Quello che serve al Medio Oriente è una Yalta, per cercare similitudini storiche suggestive ma non così impossibili. Nella Yalta originale americani e russi non erano d’accordo su nulla se non nell’arrivare fino a Berlino e sconfiggere il nazismo. In un certo senso i russi e gli americani di oggi non sono diversi, anche se le ideologie sono scomparse. Come a Berlino 70 anni fa, il governo che vorrebbero vedere a Damasco non è lo stesso. Hanno idee differenti su come dovrà essere il futuro Medio Oriente nel suo insieme. Ma sono entrambi d’accordo che non sia ormai possibile un nuovo assetto senza prima sconfiggere l’Isis e sradicare – almeno territorialmente – la sua presenza.

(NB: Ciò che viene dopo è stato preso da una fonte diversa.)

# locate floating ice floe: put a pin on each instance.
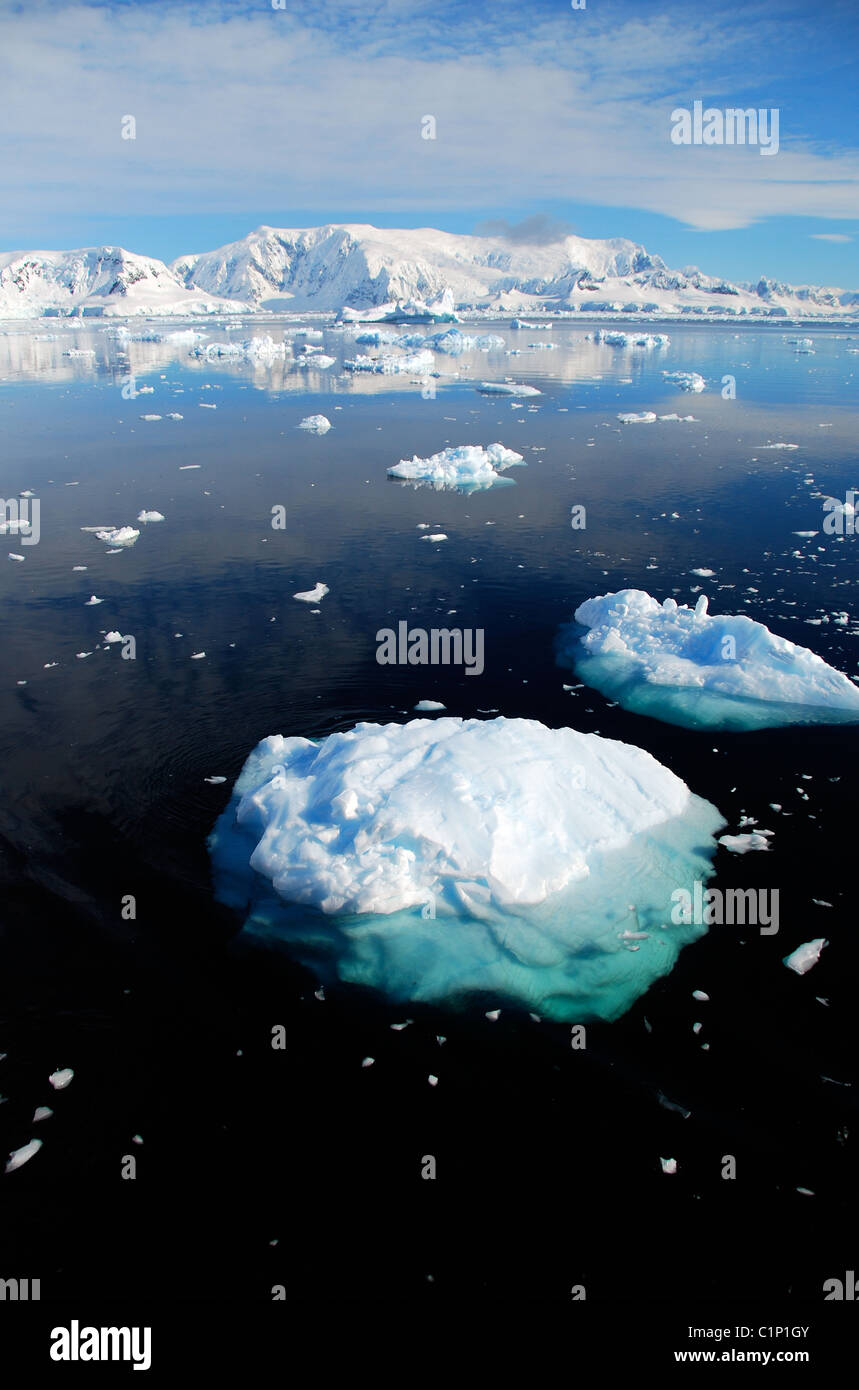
(469, 467)
(685, 380)
(687, 667)
(313, 595)
(253, 349)
(538, 849)
(123, 535)
(20, 1157)
(616, 338)
(391, 364)
(317, 359)
(506, 388)
(806, 955)
(745, 844)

Era questo che il segretario della Difesa Ashton Carter diceva due giorni fa alla commissione Difesa del Campidoglio. I bombardamenti aerei sono efficaci fino a un certo punto: impediscono allo stato islamico di organizzare offensive su larga scala e conquistare nuovi territori. Ma nel frattempo si radica sempre di più nei territori che controlla. Solo un’offensiva militare terrestre può raggiungere l’obiettivo finale. Ma se lo facessero gli occidentali, sarebbe solo “un’altra guerra americana”. Una partecipazione russa non cambierebbe la percezione degli arabi, dei turchi, degli iraniani. Perché nell’ipotetica Yalta mediorientale, loro non possono essere che protagonisti di pari livello. Russi, americani, europei, eventualmente i cinesi i cui interessi regionali sono sempre meno solamente energetico-economici e sempre più economico-politici, sono partners, facilitatori.
E’ stato duro l’ammonimento del vice cancelliere tedesco all’Arabia Saudita. Senza temere di mettere a rischio i cospicui affari che la Germania fa con Riyadh, Sigmar Gabriel ha esortato i sauditi s smettere di finanziare e armare i movimenti estremisti religiosi della regione, e invece partecipino con trasparenza alla lotta contro l’Isis. Un’ambiguità dalla quale si devono liberare qatarini, turchi, iraniani. Perché spetta ai protagonisti della regione sconfiggere militarmente l’Isis e, su questa vittoria, costruire finalmente un sistema mediorientale di sicurezza collettiva.
Sconfiggere militarmente l’Isis è un evidente “interesse strategico” comune, come ha detto ieri Matteo Renzi al Dialogo mediterraneo. E’ una ragione più che sufficiente per formare una vera alleanza. Il resto, la politica e la diplomazia, verrà immediatamente dopo.